New Delhi, May 28 : The wait for retail price of regular petrol in the city of Mumbai to cross Rs 100 a litre mark, its highest level ever, has got a bit longer with Oil marketing companies (OMCs) deciding to keep fuel prices unchanged on Friday.
But this wait has already ended for the city of Jaipur where with Thursday’s fuel price hike, regular petrol is now being sold at Rs 100.17 per litre. Similar is the case with several towns and cities in Rajasthan, Madhya Pradesh and Maharashtra including in Thane where petrol price has crossed the Rs 100 per litre much before the Thursday’s price rise.
With no change in prices on Friday, the pump price of petrol in Mumbai continues to remain at Rs 99.94 a litre. Similarly, diesel prices in the city is also static at Rs 91.87 a litre, the highest among all four major metro cities in the country.
In Delhi also, petrol and diesel are priced at previous days level of Rs 93.68 and Rs 84.61 a litre, respectively.
Premium petrol prices has already crossed the Rs 100 per litre mark in the city and other parts of the country through increase in the retail rates in the month of January and February.
Friday’s pause in price revision came after OMCs raised fuel prices by 25-30 paise a litre kept on the previous day. The oil companies have been following this trend for past couple of weeks when fuel prices are raised on few days and kept unchanged on others.

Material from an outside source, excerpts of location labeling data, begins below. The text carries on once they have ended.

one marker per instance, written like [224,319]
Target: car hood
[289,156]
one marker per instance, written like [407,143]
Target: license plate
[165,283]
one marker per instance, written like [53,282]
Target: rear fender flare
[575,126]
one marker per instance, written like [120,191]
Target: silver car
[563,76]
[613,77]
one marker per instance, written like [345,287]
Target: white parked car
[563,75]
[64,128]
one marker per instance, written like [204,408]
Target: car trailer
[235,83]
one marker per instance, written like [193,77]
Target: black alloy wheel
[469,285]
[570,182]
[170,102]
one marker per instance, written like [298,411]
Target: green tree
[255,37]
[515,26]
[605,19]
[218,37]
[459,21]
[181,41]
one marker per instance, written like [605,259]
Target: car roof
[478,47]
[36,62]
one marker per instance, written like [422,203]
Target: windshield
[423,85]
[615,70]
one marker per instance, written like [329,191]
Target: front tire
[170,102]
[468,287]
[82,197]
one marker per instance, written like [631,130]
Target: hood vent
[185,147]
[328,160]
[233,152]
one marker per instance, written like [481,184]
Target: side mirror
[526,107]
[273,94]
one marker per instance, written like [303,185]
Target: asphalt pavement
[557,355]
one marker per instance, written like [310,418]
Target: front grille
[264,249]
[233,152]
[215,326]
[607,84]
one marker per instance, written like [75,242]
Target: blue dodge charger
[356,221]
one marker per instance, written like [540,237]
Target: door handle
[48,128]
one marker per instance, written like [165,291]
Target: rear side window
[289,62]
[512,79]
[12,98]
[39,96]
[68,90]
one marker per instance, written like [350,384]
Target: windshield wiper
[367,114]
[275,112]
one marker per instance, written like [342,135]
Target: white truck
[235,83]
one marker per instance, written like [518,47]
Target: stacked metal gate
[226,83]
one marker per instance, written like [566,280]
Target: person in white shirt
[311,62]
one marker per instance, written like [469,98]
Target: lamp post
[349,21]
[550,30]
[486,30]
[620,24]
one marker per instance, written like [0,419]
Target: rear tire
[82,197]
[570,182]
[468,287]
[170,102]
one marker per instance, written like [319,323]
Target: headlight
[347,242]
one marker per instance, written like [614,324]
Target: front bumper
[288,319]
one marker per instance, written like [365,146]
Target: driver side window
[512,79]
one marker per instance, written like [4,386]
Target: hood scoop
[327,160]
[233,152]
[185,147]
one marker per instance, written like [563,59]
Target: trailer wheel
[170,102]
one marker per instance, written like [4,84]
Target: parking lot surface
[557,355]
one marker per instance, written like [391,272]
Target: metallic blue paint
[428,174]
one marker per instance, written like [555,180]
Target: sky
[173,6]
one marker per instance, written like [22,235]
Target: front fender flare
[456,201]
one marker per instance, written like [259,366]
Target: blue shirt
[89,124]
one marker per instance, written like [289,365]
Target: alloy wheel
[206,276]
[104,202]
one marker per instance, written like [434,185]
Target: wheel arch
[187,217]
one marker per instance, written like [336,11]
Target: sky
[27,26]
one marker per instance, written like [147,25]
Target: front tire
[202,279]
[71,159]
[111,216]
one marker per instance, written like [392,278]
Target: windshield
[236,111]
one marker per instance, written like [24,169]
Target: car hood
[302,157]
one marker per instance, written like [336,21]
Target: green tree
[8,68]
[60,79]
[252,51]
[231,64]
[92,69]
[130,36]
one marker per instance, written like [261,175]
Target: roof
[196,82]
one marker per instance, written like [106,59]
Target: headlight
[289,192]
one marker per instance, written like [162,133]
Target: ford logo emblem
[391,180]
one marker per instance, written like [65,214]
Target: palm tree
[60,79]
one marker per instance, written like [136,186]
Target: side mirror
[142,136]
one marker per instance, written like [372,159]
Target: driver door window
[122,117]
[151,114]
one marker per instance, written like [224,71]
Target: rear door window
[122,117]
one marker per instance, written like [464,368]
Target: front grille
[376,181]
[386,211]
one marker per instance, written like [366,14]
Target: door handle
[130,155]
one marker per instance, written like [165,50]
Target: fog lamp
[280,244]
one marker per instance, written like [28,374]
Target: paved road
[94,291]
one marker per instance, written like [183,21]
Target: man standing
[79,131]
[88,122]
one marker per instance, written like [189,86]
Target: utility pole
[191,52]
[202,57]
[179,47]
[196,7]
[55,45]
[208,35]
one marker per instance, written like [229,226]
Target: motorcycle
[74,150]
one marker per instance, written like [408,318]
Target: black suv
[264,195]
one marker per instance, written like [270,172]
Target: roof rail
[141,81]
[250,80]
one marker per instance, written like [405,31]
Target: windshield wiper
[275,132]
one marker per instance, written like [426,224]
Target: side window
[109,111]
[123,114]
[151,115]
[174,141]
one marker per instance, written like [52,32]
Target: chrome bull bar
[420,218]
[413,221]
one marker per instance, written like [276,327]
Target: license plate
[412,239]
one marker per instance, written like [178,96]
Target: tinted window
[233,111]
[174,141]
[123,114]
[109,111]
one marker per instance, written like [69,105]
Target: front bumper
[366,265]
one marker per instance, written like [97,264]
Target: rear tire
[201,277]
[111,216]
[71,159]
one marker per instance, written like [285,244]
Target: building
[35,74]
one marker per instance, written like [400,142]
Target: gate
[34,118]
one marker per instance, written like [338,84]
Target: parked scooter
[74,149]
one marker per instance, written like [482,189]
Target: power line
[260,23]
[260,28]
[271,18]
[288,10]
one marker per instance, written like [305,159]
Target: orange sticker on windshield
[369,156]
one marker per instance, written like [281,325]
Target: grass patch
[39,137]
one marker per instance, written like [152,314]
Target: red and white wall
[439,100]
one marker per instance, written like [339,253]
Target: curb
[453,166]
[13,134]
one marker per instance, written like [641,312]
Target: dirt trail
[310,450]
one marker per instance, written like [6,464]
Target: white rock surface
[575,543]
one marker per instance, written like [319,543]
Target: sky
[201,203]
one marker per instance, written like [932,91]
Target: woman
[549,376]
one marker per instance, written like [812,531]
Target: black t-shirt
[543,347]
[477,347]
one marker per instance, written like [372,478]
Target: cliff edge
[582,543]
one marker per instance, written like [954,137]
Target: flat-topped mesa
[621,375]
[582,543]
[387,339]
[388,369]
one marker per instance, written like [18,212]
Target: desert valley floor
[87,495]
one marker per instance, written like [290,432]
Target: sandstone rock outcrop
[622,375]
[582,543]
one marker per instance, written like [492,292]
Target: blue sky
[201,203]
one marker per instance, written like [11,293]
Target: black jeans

Fuel prices have now increased and remained unchanged on 14 days each respectively so far in the month of May. The 14 increases in May has taken up petrol prices by Rs 3.28 per litre in Delhi. Similarly, diesel price has increased by Rs 3.88 per litre in national capital.
Under the daily price revision, the OMCs revise petrol and diesel prices every morning benchmarking retail fuel prices to a 15-day rolling average of global refined products’ prices and dollar exchange rate. However, in a market where fuel prices need to be increased successively, oil companies this month have been holding back price rise on few days before starting the process all over again.
Earlier, IANS had reported that OMCs may begin increasing the retail price of petrol and diesel post state elections as they were incurring losses to the tune of Rs 2-3 per litre by holding the price line despite higher global crude and product prices.
With global crude prices rising again to around $70 a barrel mark, OMCs may have to keep revising prices upwards for some more time.